Major actions must start as early as one year ahead of the redelivery date. In order to minimize aircraft downtime, the operator must plan a clear schedule of component overhaul work, including those related to engines, the auxiliary power unit (APU), landing gear, flaps and other critical components. Furthermore, the entire technical documentation must be reviewed and properly updated. A special team designed to manage and oversee the entire redelivery process should also be formed.

‘Proper documentation is essential for a smooth redelivery. With this in mind, reviewing and updating the plethora of information requires a team of several qualified specialists with at least 5-years experience in the specific aircraft engineering area. Unfortunately, not every airline has the luxury of maintaining such a team,’ shares Andrius Norkevicius.

Another critical point comes six months prior to the redelivery, while entails defect rectification, inspection of aircraft repair work and spare part provision.
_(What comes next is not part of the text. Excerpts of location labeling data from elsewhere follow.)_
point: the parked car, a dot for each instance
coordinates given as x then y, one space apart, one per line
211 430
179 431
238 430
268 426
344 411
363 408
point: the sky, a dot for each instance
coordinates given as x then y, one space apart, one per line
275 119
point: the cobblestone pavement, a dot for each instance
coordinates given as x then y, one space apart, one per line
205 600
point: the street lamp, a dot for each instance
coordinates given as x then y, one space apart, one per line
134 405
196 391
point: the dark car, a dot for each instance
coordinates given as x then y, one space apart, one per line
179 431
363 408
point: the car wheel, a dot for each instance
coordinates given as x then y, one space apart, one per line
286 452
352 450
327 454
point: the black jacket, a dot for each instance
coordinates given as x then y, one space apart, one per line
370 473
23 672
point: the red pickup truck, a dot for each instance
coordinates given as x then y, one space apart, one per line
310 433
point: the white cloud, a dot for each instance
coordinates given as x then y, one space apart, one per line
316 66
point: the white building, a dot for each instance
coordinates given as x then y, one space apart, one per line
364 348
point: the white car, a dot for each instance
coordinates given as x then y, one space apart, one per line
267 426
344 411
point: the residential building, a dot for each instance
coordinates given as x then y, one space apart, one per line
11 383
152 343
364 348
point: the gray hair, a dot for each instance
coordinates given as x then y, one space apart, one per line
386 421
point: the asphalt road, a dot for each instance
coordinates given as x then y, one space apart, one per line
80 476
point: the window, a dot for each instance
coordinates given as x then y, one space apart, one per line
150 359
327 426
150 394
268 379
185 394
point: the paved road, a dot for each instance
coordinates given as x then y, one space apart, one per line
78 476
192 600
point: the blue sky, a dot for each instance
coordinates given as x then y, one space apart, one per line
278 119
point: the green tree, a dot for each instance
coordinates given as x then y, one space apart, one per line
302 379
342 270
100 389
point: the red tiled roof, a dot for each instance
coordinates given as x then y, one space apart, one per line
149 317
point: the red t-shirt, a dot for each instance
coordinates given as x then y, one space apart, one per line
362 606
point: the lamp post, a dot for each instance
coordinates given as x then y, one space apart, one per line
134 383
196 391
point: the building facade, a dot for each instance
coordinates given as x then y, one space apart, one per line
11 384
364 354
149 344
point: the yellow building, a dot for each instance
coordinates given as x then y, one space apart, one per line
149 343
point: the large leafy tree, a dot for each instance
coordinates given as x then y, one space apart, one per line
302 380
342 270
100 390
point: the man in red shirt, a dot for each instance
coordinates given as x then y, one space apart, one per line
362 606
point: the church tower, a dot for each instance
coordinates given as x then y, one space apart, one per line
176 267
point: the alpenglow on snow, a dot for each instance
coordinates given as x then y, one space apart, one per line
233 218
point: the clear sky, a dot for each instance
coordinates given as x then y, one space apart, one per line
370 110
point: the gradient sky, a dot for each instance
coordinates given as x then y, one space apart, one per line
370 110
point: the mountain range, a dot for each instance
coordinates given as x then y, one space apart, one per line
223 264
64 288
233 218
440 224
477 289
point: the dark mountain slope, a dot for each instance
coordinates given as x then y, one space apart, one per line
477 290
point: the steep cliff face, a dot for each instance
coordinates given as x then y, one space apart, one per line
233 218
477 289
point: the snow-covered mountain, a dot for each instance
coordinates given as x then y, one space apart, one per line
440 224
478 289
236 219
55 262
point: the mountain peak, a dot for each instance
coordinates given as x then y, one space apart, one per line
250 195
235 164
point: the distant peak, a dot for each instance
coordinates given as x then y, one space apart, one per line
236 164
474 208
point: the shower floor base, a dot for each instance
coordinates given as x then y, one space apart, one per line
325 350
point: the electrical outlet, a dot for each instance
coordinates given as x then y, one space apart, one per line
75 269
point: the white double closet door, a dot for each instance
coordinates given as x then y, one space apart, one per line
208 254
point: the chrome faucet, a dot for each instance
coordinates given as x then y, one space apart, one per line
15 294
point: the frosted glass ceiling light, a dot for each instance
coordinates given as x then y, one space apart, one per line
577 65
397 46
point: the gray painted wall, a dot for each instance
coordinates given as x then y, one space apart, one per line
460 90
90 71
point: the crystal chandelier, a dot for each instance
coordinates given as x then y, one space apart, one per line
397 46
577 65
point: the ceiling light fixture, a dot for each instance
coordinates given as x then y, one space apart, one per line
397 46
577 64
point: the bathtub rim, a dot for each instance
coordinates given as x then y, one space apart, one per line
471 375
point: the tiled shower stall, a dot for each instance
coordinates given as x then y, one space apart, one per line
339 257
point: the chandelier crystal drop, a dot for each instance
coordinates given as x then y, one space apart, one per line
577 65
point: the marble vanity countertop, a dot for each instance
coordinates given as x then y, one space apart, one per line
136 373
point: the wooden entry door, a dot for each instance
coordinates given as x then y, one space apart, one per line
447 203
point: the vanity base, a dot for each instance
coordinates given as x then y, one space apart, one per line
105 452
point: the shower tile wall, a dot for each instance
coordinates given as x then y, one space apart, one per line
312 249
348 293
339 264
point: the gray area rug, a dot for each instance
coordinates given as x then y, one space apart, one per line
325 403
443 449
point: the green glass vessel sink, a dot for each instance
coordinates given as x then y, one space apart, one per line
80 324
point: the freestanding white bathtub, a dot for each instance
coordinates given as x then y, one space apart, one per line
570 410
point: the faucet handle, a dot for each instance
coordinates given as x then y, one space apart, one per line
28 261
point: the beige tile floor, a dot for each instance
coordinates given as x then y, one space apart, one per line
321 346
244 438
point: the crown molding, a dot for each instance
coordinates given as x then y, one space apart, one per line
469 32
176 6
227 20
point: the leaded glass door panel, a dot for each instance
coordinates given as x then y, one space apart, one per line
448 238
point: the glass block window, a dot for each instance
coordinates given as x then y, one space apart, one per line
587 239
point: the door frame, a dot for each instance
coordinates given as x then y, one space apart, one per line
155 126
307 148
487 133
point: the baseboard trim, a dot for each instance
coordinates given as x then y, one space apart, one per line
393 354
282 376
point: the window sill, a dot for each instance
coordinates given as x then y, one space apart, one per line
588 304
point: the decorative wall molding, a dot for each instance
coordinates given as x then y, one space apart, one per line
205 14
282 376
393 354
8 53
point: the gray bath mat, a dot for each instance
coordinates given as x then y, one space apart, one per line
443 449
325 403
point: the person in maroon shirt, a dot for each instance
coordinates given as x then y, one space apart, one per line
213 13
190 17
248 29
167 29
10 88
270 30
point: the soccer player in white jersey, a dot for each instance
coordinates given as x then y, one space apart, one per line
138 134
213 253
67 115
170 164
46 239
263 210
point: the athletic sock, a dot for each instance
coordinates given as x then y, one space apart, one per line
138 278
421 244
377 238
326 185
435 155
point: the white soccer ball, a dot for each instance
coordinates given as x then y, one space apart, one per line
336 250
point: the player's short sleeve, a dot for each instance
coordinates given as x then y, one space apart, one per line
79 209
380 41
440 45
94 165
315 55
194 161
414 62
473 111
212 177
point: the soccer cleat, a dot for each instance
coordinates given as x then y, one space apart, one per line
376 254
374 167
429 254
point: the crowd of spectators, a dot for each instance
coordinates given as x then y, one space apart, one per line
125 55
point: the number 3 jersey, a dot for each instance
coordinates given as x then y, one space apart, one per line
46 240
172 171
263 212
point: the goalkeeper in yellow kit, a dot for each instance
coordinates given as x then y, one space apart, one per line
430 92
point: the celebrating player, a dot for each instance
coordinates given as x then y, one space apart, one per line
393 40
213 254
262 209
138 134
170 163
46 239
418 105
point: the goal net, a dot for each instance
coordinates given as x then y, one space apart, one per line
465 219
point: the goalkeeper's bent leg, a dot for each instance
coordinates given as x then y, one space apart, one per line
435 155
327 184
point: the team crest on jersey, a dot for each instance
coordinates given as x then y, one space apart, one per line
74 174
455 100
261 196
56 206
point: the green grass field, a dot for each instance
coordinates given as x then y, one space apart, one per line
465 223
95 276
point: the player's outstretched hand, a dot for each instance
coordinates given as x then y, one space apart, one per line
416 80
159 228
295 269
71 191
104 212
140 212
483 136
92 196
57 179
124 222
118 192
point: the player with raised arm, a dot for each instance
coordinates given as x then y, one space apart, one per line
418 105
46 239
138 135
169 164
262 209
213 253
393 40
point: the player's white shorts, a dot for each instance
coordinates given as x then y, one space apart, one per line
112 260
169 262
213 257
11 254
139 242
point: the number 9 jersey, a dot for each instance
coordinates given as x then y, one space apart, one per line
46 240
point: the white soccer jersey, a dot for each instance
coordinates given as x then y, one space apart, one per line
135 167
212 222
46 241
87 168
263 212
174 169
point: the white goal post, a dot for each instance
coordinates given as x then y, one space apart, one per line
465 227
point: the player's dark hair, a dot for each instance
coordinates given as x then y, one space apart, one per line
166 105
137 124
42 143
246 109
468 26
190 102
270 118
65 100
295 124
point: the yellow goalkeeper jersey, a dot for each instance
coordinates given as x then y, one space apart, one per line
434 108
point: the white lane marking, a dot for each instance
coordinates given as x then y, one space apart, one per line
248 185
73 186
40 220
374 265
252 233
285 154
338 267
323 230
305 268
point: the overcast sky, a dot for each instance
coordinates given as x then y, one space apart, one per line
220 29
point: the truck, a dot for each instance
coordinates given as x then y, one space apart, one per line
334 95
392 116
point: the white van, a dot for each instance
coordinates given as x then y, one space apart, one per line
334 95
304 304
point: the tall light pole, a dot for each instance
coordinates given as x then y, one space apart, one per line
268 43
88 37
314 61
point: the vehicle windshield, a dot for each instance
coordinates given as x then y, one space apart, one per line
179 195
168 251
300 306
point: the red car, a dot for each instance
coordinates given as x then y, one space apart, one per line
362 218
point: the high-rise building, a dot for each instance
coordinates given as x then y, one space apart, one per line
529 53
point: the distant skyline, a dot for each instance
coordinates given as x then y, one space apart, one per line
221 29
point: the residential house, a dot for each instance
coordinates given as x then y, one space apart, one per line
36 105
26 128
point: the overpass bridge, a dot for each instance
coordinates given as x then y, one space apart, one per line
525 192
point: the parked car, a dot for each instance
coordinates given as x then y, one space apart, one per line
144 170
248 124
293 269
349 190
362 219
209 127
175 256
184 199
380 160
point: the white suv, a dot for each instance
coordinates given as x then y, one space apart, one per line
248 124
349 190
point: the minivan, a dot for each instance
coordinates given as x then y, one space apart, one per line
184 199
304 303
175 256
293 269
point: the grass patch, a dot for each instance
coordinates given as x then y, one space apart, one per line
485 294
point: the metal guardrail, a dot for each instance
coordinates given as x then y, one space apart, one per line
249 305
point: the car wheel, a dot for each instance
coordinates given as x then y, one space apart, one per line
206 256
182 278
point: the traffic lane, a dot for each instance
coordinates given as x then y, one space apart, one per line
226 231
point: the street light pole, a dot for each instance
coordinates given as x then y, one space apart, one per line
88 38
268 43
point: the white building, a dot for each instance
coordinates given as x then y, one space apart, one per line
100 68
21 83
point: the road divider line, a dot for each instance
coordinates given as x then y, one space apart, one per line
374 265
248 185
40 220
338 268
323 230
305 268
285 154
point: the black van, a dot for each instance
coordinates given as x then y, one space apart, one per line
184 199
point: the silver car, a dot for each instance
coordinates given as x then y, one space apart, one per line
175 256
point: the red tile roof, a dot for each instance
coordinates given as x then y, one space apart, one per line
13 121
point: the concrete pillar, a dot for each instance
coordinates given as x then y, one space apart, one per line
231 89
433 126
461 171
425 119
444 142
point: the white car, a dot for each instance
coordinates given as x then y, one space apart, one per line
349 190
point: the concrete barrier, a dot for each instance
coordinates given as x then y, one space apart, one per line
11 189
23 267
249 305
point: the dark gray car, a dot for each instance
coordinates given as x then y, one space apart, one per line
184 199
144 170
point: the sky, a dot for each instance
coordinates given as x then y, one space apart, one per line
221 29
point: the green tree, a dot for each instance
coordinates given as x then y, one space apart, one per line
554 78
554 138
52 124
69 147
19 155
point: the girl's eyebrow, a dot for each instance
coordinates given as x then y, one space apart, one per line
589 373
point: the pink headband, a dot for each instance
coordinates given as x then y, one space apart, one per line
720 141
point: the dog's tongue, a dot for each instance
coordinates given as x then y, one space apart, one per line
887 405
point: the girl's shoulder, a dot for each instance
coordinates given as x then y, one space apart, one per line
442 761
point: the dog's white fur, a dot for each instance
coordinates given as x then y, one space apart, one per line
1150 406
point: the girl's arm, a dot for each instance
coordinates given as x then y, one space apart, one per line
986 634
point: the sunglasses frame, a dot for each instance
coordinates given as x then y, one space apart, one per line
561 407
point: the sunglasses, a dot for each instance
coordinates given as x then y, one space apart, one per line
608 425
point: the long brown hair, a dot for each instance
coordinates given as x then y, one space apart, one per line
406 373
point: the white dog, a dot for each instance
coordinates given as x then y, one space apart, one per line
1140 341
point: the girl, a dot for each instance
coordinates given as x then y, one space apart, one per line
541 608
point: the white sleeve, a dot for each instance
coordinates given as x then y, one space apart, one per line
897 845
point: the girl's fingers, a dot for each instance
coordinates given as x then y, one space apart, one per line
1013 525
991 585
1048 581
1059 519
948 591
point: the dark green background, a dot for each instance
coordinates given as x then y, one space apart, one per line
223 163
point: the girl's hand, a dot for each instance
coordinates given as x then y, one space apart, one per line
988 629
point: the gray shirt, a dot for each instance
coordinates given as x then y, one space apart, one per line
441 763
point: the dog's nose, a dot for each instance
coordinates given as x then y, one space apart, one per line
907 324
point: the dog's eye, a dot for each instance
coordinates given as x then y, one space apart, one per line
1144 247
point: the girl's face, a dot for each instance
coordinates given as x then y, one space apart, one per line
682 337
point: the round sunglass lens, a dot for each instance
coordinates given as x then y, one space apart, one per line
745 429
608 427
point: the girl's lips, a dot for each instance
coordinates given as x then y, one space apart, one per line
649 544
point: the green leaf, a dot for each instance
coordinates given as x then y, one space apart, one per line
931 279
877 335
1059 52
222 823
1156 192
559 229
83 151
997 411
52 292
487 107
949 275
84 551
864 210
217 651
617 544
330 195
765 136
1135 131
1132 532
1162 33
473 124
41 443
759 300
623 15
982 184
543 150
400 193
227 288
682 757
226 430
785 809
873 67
If there were some modifications applied to the aircraft, they should have a proper EASA Part 21J or corresponding FAA approval, otherwise such modifications should be removed or original situation re-installed. Furthermore, in order to restore aircraft performance in accordance with the lease agreement, Heavy Maintenance works are also usually conducted at this stage. Within roughly two weeks before aircraft redelivery, the operator conducts the final supervision of spare parts, and, if necessary, orders additional inventory. Following this is the redelivery check, test flight and the redelivery itself, when the parties sign the handover documentation.

However, poor document management throughout the leasing period, including seldom or non-systematic updates of airworthiness and service bulletins, as well as improper aircraft maintenance or component replacement, are major issues which may be uncovered by the lessor during the redelivery check and end up costing the operator an arm and a leg due to several month long additional lease time and fines for delays.

‘Improving technical documentation, conducting additional maintenance and repair work, ordering extra parts – any of these factors may delay the final aircraft redelivery for several months and cost the airline even millions of dollars in worst case scenario, including additional lease payments and unforeseen expenses for MRO work. Considering the aforementioned, airlines, many of which are still suffering the effects of a stagnant marketplace, simply cannot afford any large unforeseen expenses during the redelivery process. Unless airlines maintain the capacity to deploy their own team of CAMO-specialists to oversee and manage the process, operators tend to outsource such services to third-party MRO companies, holding comprehensive experience in managing aircraft redelivery for either airlines or lessors. But whether the process is managed in-house or not, proper planning well ahead of the redelivery date is the key to minimizing any unpleasant situations,’ concluded the Deputy Head of FL Technics Engineering and Planning Dep. Andrius Norkevicius.